Stoffel Vandoorne (Mercedes-EQ) won the 5th Monaco E-Prix on Saturday, starting from 4th place on the grid and perfectly managing the incidents of an intense and thrilling race from start to finish, to beat under the flag Mitch Evans (Jaguar ), who started from pole position, and Jean-Eric Vergne (DS Techeetah), which allows him to jump in the lead of the ABB FIA Formula E World Championship.

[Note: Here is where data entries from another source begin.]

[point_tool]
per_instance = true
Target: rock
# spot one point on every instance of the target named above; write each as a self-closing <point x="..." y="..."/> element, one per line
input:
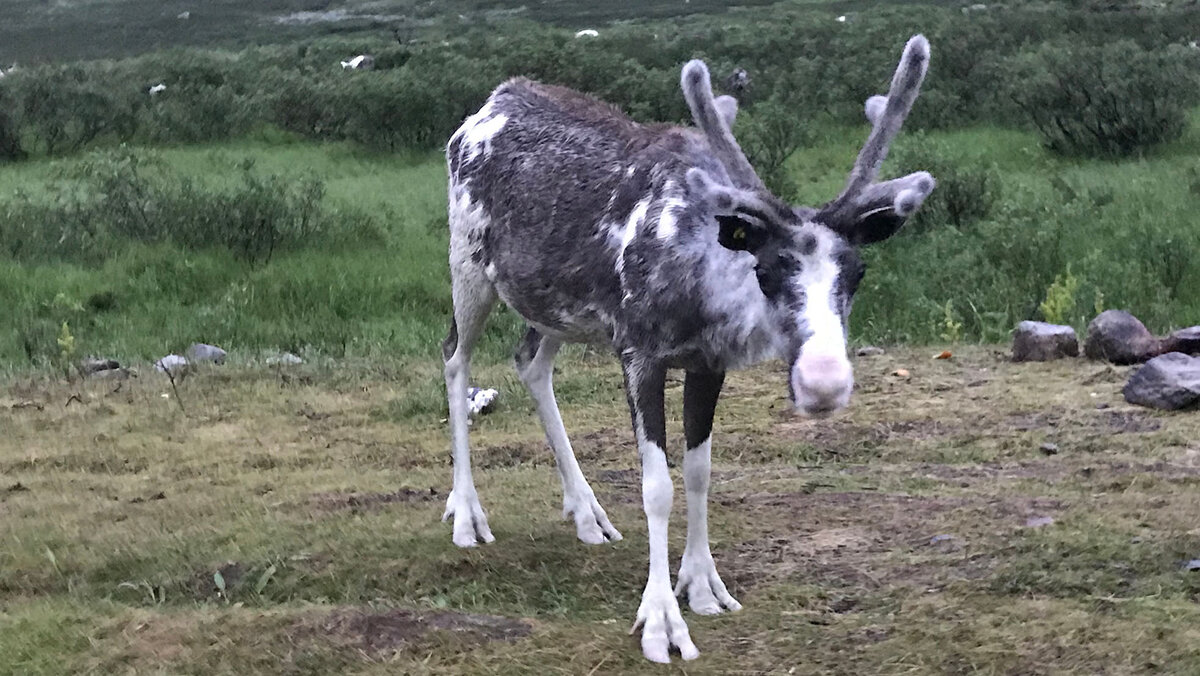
<point x="286" y="359"/>
<point x="1183" y="340"/>
<point x="171" y="363"/>
<point x="93" y="365"/>
<point x="1170" y="382"/>
<point x="201" y="353"/>
<point x="115" y="375"/>
<point x="1039" y="341"/>
<point x="1117" y="336"/>
<point x="480" y="400"/>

The Belgian now holds 81 points, ahead of Vergne (75), Evans (72) and Frijns (71), after 6 rounds out of 16 scheduled this Season 8. This is Vandoorne’s third victory in Formula E, after Berlin in 2020 and Rome in 2021. Above all, it is the first victory for an electric Mercedes in Monaco, in the last season for the German brand in Formula E. And it allows Mercedes to retain the lead of the constructors’ championship with 120 points, ahead of DS Techeetah (105) and Jaguar (94). The situation is therefore in the process of settling in this Season 8.
At the start, Evans started ahead of Wehrlein, Vergne, Vandoorne, Di Grassi, Lotterer, De Vries and Frijns. Da Costa, last year’s winner, was the first to switch to Attack Mode to take 9th place, behind de Vries. In the lead, the waltz of passages to Attack Mode allowed Wehrlein, who had started alongside Evans on the front row, to take control and stay in the lead for a while. Halfway through the race, the German in a Porsche led the way, ahead of Vergne, Vandoorne and Evans.
When Wehrlein slowed down and stalled at the exit of the tunnel, the Marshalls of Automobile Club of Monaco (ACM), whose expert unit was founded 50 years ago by President Michel Boeri, swiftly pushed the Porsche towards the chicane, where he parked it for good. At that time, for maximum safety, the “Full Course Yellow”, triggered immediately by the race direction, forced all his rivals to drive at a maximum speed of 50 km/h. Too bad for JEV and Di Grassi, who had just chosen to use the Attack Mode and couldn’t take advantage of it, which served Vandoorne and Evans well.
The following incident involved the other Porsche of Andre Lotterer, pushed about the safety barrier at Sainte Dévote by the out of control Nissan of Oliver Rowland, under the eyes of a delighted Robin Frijns (Envision). Enough to cause the appearance of the Safety Car when Vandoorne had just activated his Fan Boost. There were only about ten minutes left when the race started again, with Vandoorne ahead of Evans, Vergne and di Grassi, followed by Frijns, Da Costa and Mortara. The race director then added four minutes, to take into account the neutralization by the Safety Car, and Evans used his last Attack Mode to go past Vergne and swoop down on Vandoorne, who resisted until the end to the New Zealander in a Jaguar.
So this was the composition of the final podium, ahead of Frijns, Da Costa and di Grassi, 6th, who saved the honor of Venturi, at home, while teammate Edoardo Mortara, once again cursed in the Principality, had finished the race in slow motion before parking for good. As for the day’s comeback, it was achieved by Seb Buemi (Nissan), winner of the first two editions (2015, 2017) and 9th under the checkered flag, although he started on the 22nd (and last) place on the grid.
“Monaco is one of the most special races you can win as a driver”, reacted Vandoorne, delighted, getting out of his electric Mercedes. He had already won in the Principality, in 2015, during the feature GP2 race (the old name of F2). “The luck finally turned in our favour, but I had an incredible feeling in the car, it was perfect, so a big thanks to the whole team,” the Belgian winner added.
Beaten but overall happy with his day, Vergne summed up the situation well: “It was a good race for us, but we were unlucky with the Attack Mode, we clearly wasted it with the Full Course Yellow. I would have liked to fight for the win today but I will be satisfied with these good points. We have to keep working and I am looking forward to continuing this season”. It will be in Berlin, May 14 and 15, for the 7th and 8th rounds of this wonderful Season 8.